I woke up from a nap on Sunday and headed to the kitchen. Tango jumped from the couch as he normally does in order to scrounge for food droppings. As he landed he let out a yelp.
A few minutes later I pulled out a doggie treat for him. He jumped from the couch, again with a yelp. He came running over to me and hopped up on his back legs to get his treat and for the third time, he let out a yelp. Moments later he seemed to have forgotten that he was in pain.
We were able to get into the vet on 4:30pm on Sunday night. Initially, they thought he was walking stiffly, but couldn’t really detect anything wrong.
During the 10 minutes we met with the vet, Tango’s condition degraded. Right in front of us, he lost his ability to use his front paws . We put him on the ground and his front legs just went out straight in front of him. He couldn’t put his paws down properly and would try to walk on the back side of his paws. It reminded me of the videos of those poor creatures sickened with Mad Cow disease. He kept collapsing under his own weight. After his x-rays, Tango was diagnosed with a neck injury. They shot him full of steroids and prescribed oral steroids, pain relievers and anti-inflammatories for him to live on for the next few weeks.
The full effects of the injury were still developing as we leaving the vets. The vet was very concerned and she very compassionately made us copies of his X-rays and gave us the name and location of an ER if his condition worsened. It did worsen. When we took him out in the back yard before bed, he couldn’t walk without using the wrong side of his paw. He kept falling over and rolling onto his shoulder. The directions from the vet were simple, use the pain meds to keep him sedated. Don’t let him jump up or down on anything and try to protect his neck. We caught the injury very early so the prognosis was most likely favorable.

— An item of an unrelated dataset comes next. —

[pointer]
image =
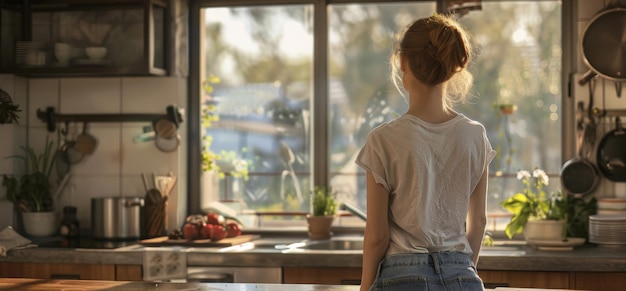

The child did not deal well with having her beloved dog injured. Suffice to say there was whaling.
The next morning, Tango was noticeably better. He was less mad-cow and more drunken master. He was wobbly, but not falling. I did observe him walking sideways on occasion, which is very strange to see a dog do. I stayed home with him for a few hours while Laura went to school. Although sedated, he never went to sleep, he just sat there all morning, panting.
He didn’t move much during the day, but he did roust himself from his bed into the kitchen while dinner was cooking. He also took his seat at the base of the table when we were eating. He was really cute, but the way his tail was wagging, he nearly knocked himself over. You’ve heard the expression, “Tail wagging the dog”; this was it.
Tuesday morning he was much better. During his first walk around the yard, (pre-medication) he was almost prancing. If he walked for more than a minute or so, he started to wobble again. I worked from home all morning while he laid sedated in his bed. Like everyone else in this house, the dog is willful. The sedation keeps him down only until he wants to get up.
He keeps getting better day by day. He is going to pull through this just fine. The trick is going to be to remember in the weeks to come that he is injured and in need to time to heal. Like humans, just because we look OK, doesn’t mean we are. We are quick to injure and slow to heal. We are fragile and easily harmed. Healing is a process.
Tango is an old dog. He was between one and two years old when we rescued him from the pound. He was one of many chihuahuas that were being hoarded by a person in Riverside. Most of those dogs were put down. We’ve had Tango for about 9 years now. He has quite the personality. When he was a puppy, Laura kicked him out of the bathroom while she bathed The Child. The dog didn’t care for it that much, so he proceeded to eat the couch. He showed us. Funny how pets wind their way into our hearts, minds and memories.